APK Analyzer provides two sizes for each file that is packaged in your APK, as well as a whole for each "directory", including Total. These sizes do not indicate the compression that you received when creating the APK (the APK format is ZIP compatible, so you can use unzip -lv qqq.apk to learn what effect this step had on the compression of everything).
For end users, both sizes really matter. With a smaller download size, they get your application faster and spend less on a data plan. With a smaller RAR size, the APK takes up less space on the user device.
But there are a few small details to consider. Take, for example, native libraries (if your application uses NDK).
First of all, consider updating the application. The Google Chrome team found that if they do not compress the native libraries, application updates become a little less. If you multiply this gain by the number of expected application updates, this gives you a major advantage.

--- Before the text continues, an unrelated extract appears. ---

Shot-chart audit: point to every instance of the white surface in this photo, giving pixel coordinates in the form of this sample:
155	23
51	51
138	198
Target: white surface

Secondly, if you do not compress the native libraries, you can actually reduce the disk space consumption of your application (for Android Marshmallow and higher), because then the libraries can be loaded into place without unpacking to /data/data/your.app.package/lib .
Fortunately, all this is controlled by the simple addition of an attribute:
android:extractNativeLibs="false"
in the application tag in the AndroidManifest.xml file.
The same considerations apply to assets : AssetManager can download them from the APK, without having to unpack them to disk - if the object is not compressed in the APK.
APK Analyzer will show you how Google Play will compress such resources for download.